학술논문
Optimal Multiple Surface Segmentation With Shape and Context Priors
Document Type
Periodical
Author
Source
IEEE Transactions on Medical Imaging IEEE Trans. Med. Imaging Medical Imaging, IEEE Transactions on. 32(2):376-386 Feb, 2013
Subject
Language
ISSN
0278-0062
1558-254X
1558-254X
Abstract
Segmentation of multiple surfaces in medical images is a challenging problem, further complicated by the frequent presence of weak boundary evidence, large object deformations, and mutual influence between adjacent objects. This paper reports a novel approach to multi-object segmentation that incorporates both shape and context prior knowledge in a 3-D graph-theoretic framework to help overcome the stated challenges. We employ an arc-based graph representation to incorporate a wide spectrum of prior information through pair-wise energy terms. In particular, a shape-prior term is used to penalize local shape changes and a context-prior term is used to penalize local surface-distance changes from a model of the expected shape and surface distances, respectively.

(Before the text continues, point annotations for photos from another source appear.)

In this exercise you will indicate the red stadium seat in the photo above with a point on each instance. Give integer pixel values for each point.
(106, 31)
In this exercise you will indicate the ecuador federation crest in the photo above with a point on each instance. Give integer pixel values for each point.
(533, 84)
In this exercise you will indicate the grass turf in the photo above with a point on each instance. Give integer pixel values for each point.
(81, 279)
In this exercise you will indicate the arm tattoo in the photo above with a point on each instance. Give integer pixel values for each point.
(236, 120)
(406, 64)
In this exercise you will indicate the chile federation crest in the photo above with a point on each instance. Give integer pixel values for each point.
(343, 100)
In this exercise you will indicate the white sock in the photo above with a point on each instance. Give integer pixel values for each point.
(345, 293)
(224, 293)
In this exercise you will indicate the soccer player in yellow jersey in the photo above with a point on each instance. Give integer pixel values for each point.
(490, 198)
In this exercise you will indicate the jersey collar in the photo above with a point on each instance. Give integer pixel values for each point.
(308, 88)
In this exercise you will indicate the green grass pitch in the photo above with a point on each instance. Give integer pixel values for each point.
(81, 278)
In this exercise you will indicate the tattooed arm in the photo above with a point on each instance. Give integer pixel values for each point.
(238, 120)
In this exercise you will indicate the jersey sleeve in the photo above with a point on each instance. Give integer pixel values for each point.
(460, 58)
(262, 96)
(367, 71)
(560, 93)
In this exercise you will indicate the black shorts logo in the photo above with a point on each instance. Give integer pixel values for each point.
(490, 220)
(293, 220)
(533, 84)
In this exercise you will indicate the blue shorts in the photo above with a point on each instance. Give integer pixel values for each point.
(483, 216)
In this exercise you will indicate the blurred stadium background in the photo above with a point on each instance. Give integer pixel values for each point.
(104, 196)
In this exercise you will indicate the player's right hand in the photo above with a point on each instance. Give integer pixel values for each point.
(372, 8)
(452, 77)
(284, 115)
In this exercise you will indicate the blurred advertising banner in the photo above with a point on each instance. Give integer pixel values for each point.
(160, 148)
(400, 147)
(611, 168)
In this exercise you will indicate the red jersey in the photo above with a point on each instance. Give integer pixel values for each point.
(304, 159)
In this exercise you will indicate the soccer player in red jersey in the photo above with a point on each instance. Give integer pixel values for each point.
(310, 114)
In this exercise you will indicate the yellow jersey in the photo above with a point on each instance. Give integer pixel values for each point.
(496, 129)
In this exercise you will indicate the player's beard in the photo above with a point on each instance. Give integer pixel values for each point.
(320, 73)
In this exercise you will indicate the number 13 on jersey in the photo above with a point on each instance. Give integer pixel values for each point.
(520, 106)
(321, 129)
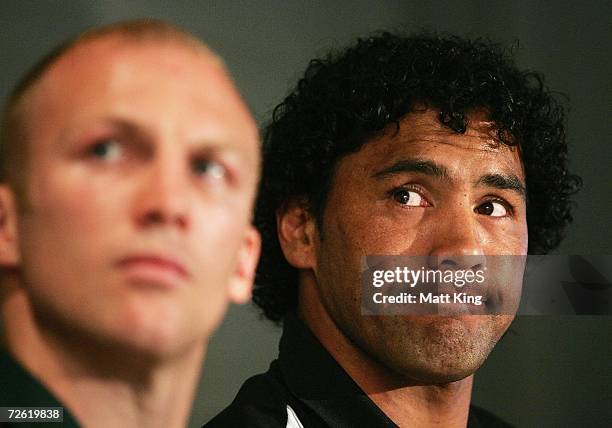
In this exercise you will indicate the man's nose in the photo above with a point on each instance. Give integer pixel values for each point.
(163, 196)
(458, 241)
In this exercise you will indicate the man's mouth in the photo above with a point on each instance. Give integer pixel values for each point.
(154, 269)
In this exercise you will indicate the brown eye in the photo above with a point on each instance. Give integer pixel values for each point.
(107, 150)
(408, 198)
(492, 208)
(209, 168)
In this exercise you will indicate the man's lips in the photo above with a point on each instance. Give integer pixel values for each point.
(154, 268)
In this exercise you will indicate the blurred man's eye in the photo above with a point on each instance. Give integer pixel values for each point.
(107, 150)
(493, 209)
(208, 168)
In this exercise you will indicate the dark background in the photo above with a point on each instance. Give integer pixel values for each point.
(547, 371)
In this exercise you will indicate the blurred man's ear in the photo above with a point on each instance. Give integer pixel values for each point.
(9, 248)
(241, 285)
(296, 230)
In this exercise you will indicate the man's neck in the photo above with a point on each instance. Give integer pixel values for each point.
(406, 402)
(102, 386)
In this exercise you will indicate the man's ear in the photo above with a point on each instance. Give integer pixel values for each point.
(9, 248)
(297, 230)
(241, 284)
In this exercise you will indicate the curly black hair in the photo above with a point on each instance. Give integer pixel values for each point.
(348, 97)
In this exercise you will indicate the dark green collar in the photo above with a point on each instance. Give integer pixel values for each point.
(19, 388)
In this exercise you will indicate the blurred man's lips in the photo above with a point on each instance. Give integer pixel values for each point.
(154, 269)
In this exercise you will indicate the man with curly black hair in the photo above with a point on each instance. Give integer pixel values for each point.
(405, 145)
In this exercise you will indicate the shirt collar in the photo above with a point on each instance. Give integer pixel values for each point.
(316, 379)
(18, 388)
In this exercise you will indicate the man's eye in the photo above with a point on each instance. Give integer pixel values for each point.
(108, 150)
(209, 168)
(493, 209)
(409, 198)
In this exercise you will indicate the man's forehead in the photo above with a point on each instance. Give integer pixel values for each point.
(100, 54)
(421, 135)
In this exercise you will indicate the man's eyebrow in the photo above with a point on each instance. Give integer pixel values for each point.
(414, 165)
(503, 181)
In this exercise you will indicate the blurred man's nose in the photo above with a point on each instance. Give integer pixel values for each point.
(163, 197)
(457, 243)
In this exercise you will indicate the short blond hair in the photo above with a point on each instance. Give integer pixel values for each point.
(13, 142)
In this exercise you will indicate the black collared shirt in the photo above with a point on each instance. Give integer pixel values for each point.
(18, 388)
(306, 386)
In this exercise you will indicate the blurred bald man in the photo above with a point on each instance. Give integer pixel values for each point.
(128, 172)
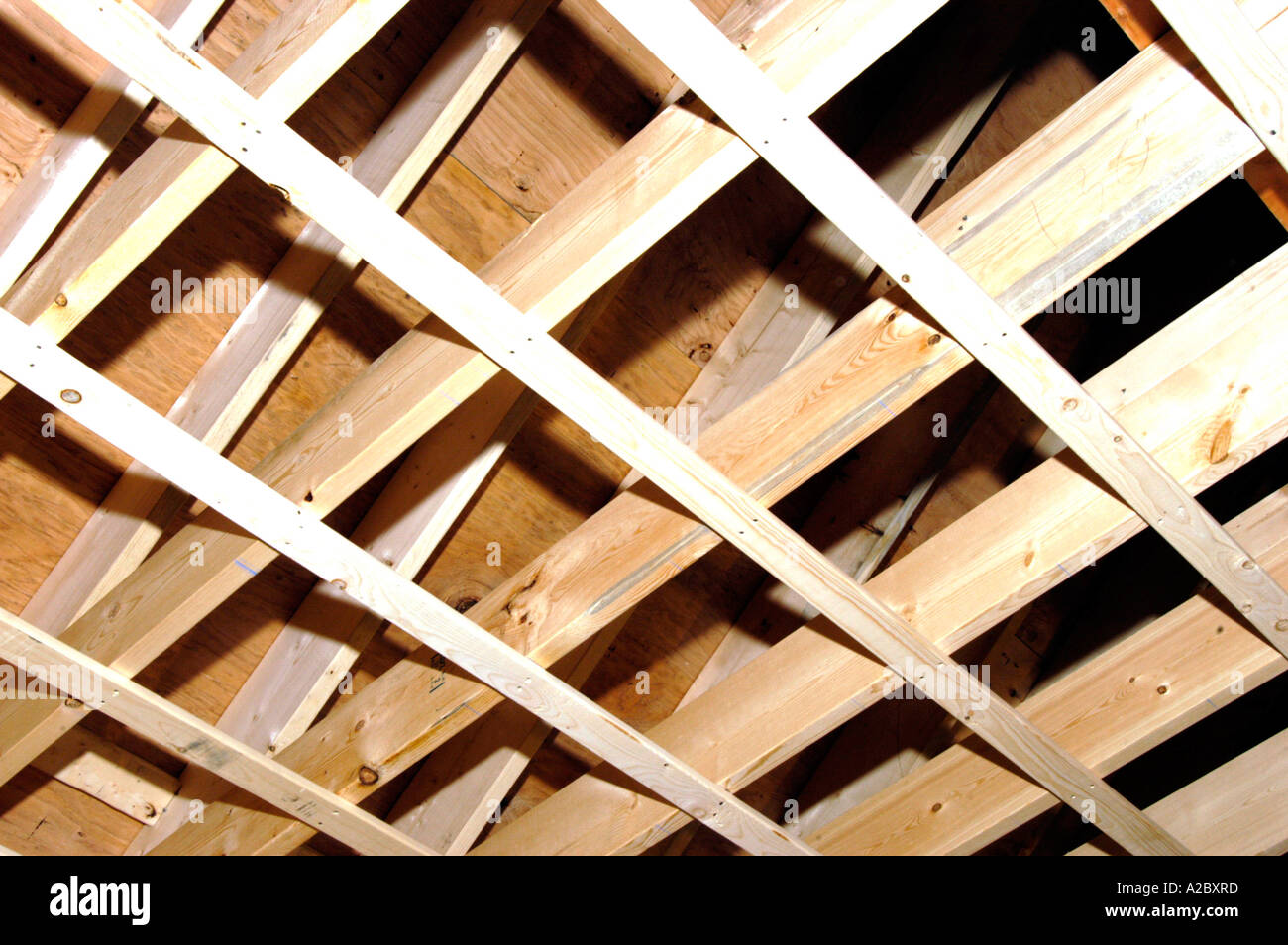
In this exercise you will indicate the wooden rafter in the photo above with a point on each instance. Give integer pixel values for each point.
(273, 153)
(286, 63)
(1240, 60)
(763, 343)
(80, 147)
(561, 259)
(814, 165)
(1158, 680)
(123, 420)
(274, 323)
(987, 564)
(579, 586)
(104, 689)
(537, 635)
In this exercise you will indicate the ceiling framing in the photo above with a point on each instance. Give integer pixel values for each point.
(365, 704)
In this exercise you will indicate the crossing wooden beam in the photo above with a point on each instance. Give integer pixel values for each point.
(986, 566)
(54, 374)
(78, 150)
(570, 253)
(1239, 60)
(283, 65)
(635, 545)
(275, 322)
(111, 691)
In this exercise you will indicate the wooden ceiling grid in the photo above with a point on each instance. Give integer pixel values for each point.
(145, 571)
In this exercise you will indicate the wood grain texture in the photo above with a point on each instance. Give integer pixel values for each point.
(550, 606)
(275, 154)
(822, 171)
(102, 687)
(960, 583)
(284, 64)
(1243, 64)
(33, 211)
(552, 266)
(1234, 810)
(51, 372)
(1111, 707)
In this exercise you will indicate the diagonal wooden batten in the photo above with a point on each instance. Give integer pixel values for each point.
(1232, 51)
(77, 151)
(978, 571)
(270, 150)
(301, 669)
(451, 798)
(1109, 707)
(125, 421)
(104, 770)
(283, 310)
(104, 689)
(1142, 24)
(799, 150)
(1234, 810)
(557, 264)
(634, 545)
(284, 64)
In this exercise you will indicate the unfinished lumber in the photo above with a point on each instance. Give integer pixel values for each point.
(1004, 554)
(1142, 24)
(284, 64)
(125, 421)
(1140, 20)
(104, 689)
(570, 253)
(73, 156)
(107, 772)
(301, 669)
(275, 154)
(1112, 707)
(1239, 60)
(455, 794)
(765, 340)
(268, 332)
(816, 411)
(284, 308)
(799, 150)
(1235, 810)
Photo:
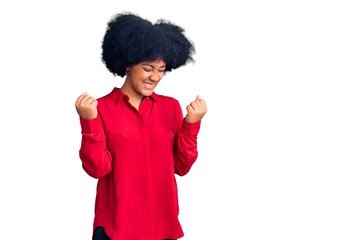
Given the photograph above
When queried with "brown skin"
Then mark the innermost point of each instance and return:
(150, 72)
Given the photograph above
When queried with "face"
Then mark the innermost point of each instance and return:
(145, 76)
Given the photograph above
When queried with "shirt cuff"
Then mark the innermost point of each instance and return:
(90, 126)
(191, 128)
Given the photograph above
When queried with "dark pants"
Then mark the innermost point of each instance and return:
(100, 234)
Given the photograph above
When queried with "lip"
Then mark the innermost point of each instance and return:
(147, 86)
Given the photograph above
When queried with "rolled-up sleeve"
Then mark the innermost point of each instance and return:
(96, 159)
(185, 144)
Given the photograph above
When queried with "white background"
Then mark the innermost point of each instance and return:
(278, 148)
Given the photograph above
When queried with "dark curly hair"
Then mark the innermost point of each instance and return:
(130, 39)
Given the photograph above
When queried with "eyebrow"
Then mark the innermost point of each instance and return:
(153, 66)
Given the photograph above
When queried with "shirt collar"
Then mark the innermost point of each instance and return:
(117, 95)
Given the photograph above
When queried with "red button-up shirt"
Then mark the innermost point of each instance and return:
(134, 154)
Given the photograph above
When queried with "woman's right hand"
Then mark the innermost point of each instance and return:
(86, 106)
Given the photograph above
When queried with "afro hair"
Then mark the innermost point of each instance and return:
(130, 39)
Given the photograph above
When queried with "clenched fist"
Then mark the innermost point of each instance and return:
(196, 110)
(86, 106)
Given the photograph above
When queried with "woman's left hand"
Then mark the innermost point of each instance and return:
(196, 110)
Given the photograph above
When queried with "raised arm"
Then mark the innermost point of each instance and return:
(96, 159)
(185, 146)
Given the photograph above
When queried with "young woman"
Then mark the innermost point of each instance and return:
(134, 140)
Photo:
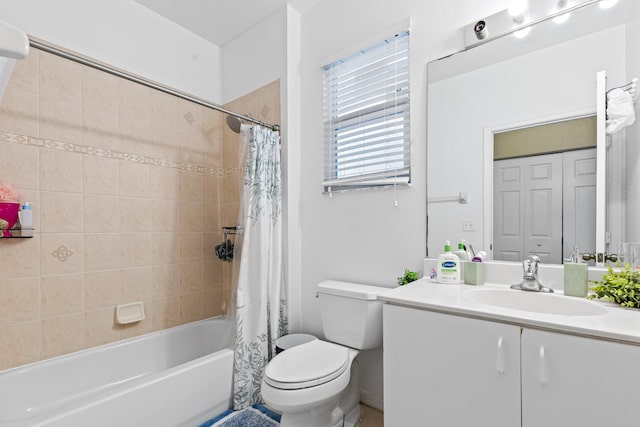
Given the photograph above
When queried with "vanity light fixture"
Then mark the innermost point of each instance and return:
(606, 4)
(518, 10)
(560, 19)
(522, 14)
(520, 34)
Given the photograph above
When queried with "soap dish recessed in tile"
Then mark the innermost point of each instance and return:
(130, 313)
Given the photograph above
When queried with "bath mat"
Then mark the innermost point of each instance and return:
(255, 416)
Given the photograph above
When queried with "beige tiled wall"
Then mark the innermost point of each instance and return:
(127, 187)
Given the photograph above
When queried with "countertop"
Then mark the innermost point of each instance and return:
(615, 323)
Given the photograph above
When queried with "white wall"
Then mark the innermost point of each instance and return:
(125, 34)
(362, 236)
(255, 58)
(632, 144)
(557, 81)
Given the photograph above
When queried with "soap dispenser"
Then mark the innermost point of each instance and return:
(576, 280)
(461, 252)
(448, 266)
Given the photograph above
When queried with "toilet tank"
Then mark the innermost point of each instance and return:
(351, 314)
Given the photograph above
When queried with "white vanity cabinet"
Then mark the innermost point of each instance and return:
(576, 381)
(445, 370)
(442, 370)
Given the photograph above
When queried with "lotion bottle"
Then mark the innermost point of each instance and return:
(461, 253)
(576, 283)
(448, 266)
(26, 220)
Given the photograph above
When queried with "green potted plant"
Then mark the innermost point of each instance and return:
(620, 286)
(407, 277)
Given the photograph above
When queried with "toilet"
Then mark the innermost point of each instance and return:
(315, 384)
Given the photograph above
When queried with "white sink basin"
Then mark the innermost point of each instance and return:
(535, 302)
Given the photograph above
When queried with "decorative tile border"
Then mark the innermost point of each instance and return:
(16, 138)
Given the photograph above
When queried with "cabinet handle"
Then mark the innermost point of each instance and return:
(500, 357)
(543, 371)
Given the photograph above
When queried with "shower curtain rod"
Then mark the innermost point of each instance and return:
(38, 44)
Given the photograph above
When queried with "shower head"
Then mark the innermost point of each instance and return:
(234, 123)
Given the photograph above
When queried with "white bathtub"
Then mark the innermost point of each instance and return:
(176, 377)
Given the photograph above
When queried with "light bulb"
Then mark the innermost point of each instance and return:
(561, 19)
(606, 4)
(517, 10)
(520, 34)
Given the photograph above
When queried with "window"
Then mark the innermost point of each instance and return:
(366, 117)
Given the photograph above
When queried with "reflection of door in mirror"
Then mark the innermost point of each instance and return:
(544, 191)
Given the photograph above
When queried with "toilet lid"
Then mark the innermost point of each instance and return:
(307, 365)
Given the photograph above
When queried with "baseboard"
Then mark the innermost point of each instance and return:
(372, 399)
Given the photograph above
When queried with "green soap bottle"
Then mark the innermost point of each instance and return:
(576, 278)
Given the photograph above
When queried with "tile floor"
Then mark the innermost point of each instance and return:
(372, 417)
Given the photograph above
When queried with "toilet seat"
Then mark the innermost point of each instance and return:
(307, 365)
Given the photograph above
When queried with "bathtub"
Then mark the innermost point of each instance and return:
(176, 377)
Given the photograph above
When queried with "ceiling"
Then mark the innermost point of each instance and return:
(221, 21)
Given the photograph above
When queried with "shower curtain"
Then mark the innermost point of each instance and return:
(261, 315)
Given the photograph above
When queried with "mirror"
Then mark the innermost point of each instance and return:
(508, 83)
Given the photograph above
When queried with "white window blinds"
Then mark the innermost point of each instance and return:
(366, 117)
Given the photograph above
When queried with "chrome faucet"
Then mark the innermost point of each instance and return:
(530, 280)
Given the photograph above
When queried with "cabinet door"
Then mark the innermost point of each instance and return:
(447, 371)
(575, 381)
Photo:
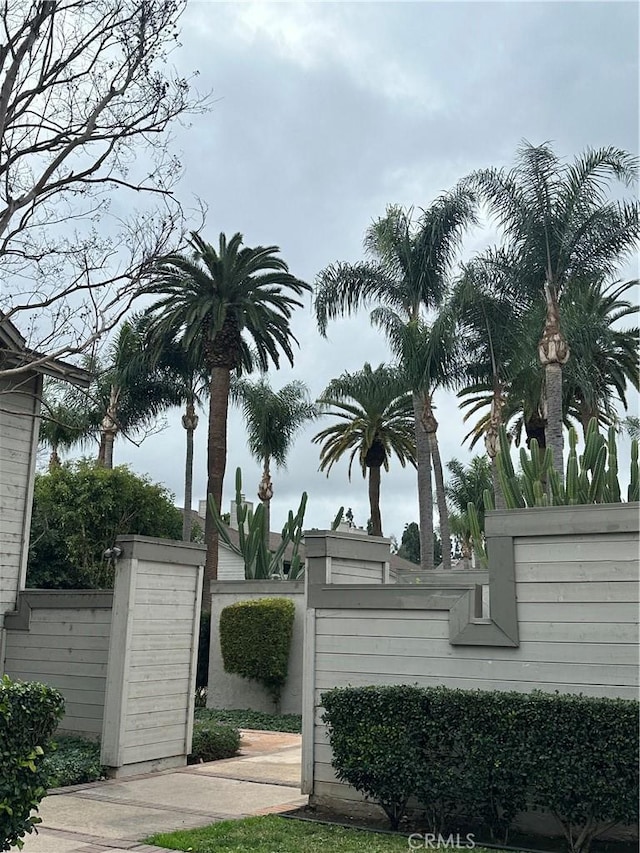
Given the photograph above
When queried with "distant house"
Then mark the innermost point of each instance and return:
(20, 399)
(231, 566)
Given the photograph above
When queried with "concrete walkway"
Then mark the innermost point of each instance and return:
(116, 815)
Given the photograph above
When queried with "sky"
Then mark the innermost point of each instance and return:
(323, 114)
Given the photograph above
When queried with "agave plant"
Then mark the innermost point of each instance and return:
(259, 562)
(590, 478)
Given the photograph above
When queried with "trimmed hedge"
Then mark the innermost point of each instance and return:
(479, 757)
(212, 741)
(29, 714)
(73, 761)
(255, 639)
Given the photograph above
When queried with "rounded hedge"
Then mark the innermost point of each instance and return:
(213, 741)
(255, 639)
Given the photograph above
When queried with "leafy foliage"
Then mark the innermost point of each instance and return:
(213, 741)
(259, 562)
(78, 511)
(590, 478)
(249, 719)
(73, 760)
(255, 639)
(272, 418)
(481, 757)
(29, 714)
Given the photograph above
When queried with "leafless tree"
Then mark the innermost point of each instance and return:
(87, 101)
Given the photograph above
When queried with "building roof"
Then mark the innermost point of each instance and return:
(15, 353)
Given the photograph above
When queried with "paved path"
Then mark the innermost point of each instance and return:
(117, 814)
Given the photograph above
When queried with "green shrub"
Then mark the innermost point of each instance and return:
(481, 757)
(78, 510)
(29, 714)
(587, 772)
(249, 719)
(212, 741)
(255, 639)
(73, 761)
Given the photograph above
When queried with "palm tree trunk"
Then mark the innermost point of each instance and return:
(109, 437)
(553, 430)
(553, 352)
(443, 512)
(497, 488)
(265, 493)
(430, 425)
(492, 441)
(374, 500)
(189, 422)
(425, 493)
(54, 459)
(216, 464)
(109, 429)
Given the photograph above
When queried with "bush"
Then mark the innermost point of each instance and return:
(78, 511)
(255, 639)
(73, 761)
(29, 714)
(481, 757)
(248, 719)
(212, 741)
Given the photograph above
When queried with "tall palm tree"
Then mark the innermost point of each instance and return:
(127, 392)
(605, 361)
(62, 425)
(562, 225)
(185, 369)
(491, 318)
(273, 419)
(406, 272)
(466, 485)
(375, 420)
(235, 304)
(426, 355)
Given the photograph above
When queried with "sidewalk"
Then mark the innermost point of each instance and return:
(115, 815)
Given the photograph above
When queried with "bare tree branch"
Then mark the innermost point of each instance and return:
(87, 101)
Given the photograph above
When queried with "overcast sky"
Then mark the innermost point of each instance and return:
(325, 113)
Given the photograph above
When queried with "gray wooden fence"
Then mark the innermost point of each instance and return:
(563, 615)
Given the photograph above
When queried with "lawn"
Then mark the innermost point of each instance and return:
(273, 834)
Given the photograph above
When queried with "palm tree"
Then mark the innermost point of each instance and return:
(235, 305)
(467, 485)
(562, 226)
(426, 355)
(375, 419)
(605, 357)
(406, 274)
(595, 380)
(491, 323)
(185, 369)
(273, 418)
(62, 425)
(127, 392)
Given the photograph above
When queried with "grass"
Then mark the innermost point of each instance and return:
(74, 761)
(253, 720)
(273, 834)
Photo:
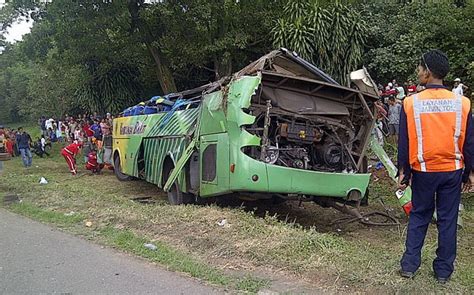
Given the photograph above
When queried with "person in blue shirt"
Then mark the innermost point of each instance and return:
(23, 140)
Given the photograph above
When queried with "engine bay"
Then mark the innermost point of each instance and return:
(305, 129)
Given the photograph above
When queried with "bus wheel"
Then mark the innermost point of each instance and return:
(118, 170)
(176, 196)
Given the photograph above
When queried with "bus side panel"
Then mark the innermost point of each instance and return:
(214, 166)
(156, 150)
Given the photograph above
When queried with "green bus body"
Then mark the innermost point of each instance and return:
(151, 147)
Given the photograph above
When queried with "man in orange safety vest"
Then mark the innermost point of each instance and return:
(436, 144)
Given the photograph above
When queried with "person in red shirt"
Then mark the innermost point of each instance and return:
(9, 146)
(92, 163)
(87, 130)
(411, 87)
(69, 153)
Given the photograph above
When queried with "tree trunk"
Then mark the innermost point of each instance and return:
(165, 77)
(164, 74)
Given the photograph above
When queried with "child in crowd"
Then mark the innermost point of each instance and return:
(92, 163)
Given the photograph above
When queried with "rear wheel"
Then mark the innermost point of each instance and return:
(176, 196)
(118, 170)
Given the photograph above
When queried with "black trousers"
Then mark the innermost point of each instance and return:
(440, 190)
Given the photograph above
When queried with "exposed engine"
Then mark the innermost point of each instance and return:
(302, 141)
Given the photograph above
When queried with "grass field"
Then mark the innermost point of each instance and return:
(289, 248)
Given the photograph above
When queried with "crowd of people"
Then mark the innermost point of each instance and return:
(91, 134)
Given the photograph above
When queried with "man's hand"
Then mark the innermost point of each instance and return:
(466, 188)
(402, 183)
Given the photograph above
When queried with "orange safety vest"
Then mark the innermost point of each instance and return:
(436, 121)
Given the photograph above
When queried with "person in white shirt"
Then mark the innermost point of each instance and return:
(459, 87)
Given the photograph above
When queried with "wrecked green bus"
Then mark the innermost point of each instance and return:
(279, 128)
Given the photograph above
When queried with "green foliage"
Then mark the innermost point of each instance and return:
(94, 55)
(332, 36)
(400, 33)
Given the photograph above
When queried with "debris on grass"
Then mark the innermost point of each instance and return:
(150, 246)
(223, 223)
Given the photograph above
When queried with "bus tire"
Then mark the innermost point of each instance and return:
(176, 196)
(117, 170)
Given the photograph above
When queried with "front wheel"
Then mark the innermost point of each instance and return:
(118, 170)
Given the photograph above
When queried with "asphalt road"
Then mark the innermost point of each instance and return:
(35, 258)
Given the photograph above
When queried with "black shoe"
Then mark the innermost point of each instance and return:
(406, 274)
(442, 280)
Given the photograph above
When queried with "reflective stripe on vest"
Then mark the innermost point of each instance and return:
(419, 134)
(457, 131)
(437, 106)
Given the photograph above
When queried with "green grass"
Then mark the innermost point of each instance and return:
(365, 259)
(56, 218)
(127, 241)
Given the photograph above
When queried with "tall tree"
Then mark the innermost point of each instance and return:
(330, 35)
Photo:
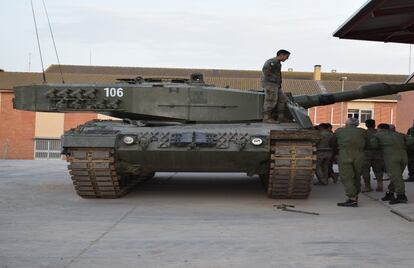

The globally optimal solution for multiple surfaces is obtained by computing a maximum flow in a low-order polynomial time. The proposed method was validated on intraretinal layer segmentation of optical coherence tomography images and demonstrated statistically significant improvement of segmentation accuracy compared to our earlier graph-search method that was not utilizing shape and context priors. The mean unsigned surface positioning errors obtained by the conventional graph-search approach ($6.30 \pm 1.58$ $\mu$ m) was improved to $5.14\pm 0.99$ $\mu$ m when employing our new method with shape and context priors.